Cracked & dislodged air cell

BuChix

Chirping
Jan 22, 2019
42
65
52

Got some shipped eggs in the mail today. All except this one look fine. This one not only has a bunch of very fine cracks (I could not tell by looking at the egg in normal lighting but it became very apparent when candled. It is not oozing). The air cell completely goes from one end to the other, and all around. Any hope for it, or should I toss it?
 
This is a very common problem with shipped eggs—this is just a little more severe. What you need to do is let the eggs rest for a day or two. With the egg you aren’t sure about, make sure the point is down so the air cell can (maybe) settle again. Only then would I decide to throw it away.
 
Is it a rare breed or expensive egg? If it is a slightly cheaper egg I would toss it, as not to risk any bacteria spread to the other eggs. However if it is a bird that could potentially be helpful to building the species population or increasing the quality of a breed then I would leave it to settle for a couple of days and see if the air cell settles.
 
Is it a rare breed or expensive egg? If it is a slightly cheaper egg I would toss it, as not to risk any bacteria spread to the other eggs. However if it is a bird that could potentially be helpful to building the species population or increasing the quality of a breed then I would leave it to settle for a couple of days and see if the air cell settles.
Feather Hearts is right. This is what I would do anyways. The egg appeared porous, and you also said it had hairline cracks. If the egg were to ooze during incubation from being bad, it may affect other embryos due to rapid bacteria growth.
 
It was an expensive egg but it was also one of 12. It's from a best of breed silkie. I don't want to compromise the others since I'm incubating other eggs in the same incubator.

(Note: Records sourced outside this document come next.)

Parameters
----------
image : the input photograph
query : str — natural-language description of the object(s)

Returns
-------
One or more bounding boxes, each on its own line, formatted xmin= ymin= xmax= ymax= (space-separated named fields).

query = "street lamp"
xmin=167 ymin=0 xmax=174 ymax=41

If that one looked porous, I've got another one that looks waaaay more porous than that one. I wonder if I should cull it even if it's on day 14 and developing so far? I don't want to compromise 28 eggs if one or two are going to introduce bacteria.
 
I had an egg with minor cracks but intact inner membrane. That one lost moisture more quickly than the others (even with the cracks taped) but it hatched, so I wouldn't worry about it being porous except keep in mind that it may require different humidity from the rest.

That being said, the egg also looks very old as the air cell seems very large. 4 of 9 of my dislodged air cell eggs quit within 8 days and those 4 had very badly dislodged air cells like this one.

I'd say you don't have to worry about exploders as long as you check the eggs often enough, but I wouldn't place any hope on it all things considered.